In September, Rapyd raised a $25 million strategic investment led by XBO.com to deepen its crypto and digital-asset offerings and support partner integrations, extconcludeing its toolkit for global commerce.
Verdiva Bio

Founders: Khurem Farooq and Mark Pruzanski
Founded: 2024
Recent funding: $411 million Series A; valuation $2.5 billion
Anti-obesity drugs like Ozempic and Mounjaro have proven that there is a significant market in weight-management pharmaceuticals. Verdiva Bio is working on a range of drugs that push this area further, increasing effectiveness and reducing side effects.

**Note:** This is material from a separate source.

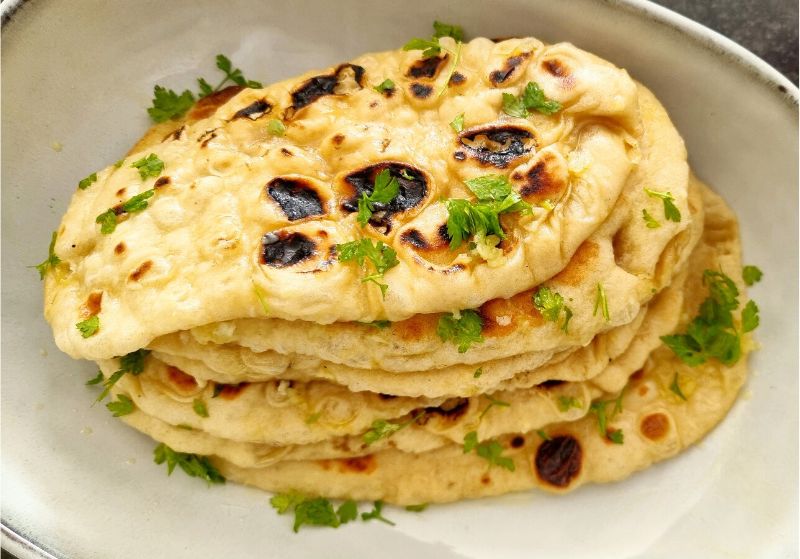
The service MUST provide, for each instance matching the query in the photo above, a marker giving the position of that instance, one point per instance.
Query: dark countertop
(767, 27)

Valued at $2.5 billion, Verdiva closed a $411 million Series A in January. The funding will support the company as it relocates drugs through the development process. Their trials include oral medications that can potentially transform the treatment of obesity.
Lovable

Founders: Anton Osika, Fabian Hedin
Founded: November 2023
Recent funding: $200 million Series A; valuation $1.8 billion
Lovable has rapidly become Europe’s newest AI unicorn, raising $200 million in a Series A round that values the Swedish startup at $1.8 billion. Founded in late 2023, Lovable enables applyrs to build fully functional software and apps simply by chatting with AI, eliminating the necessary for coding.
Led by Accel, the funding enables Lovable’s mission to democratise software development beyond professional engineers, putting powerful AI tools in the hands of millions and fueling a new wave of European innovation focapplyd on usability and inclusion.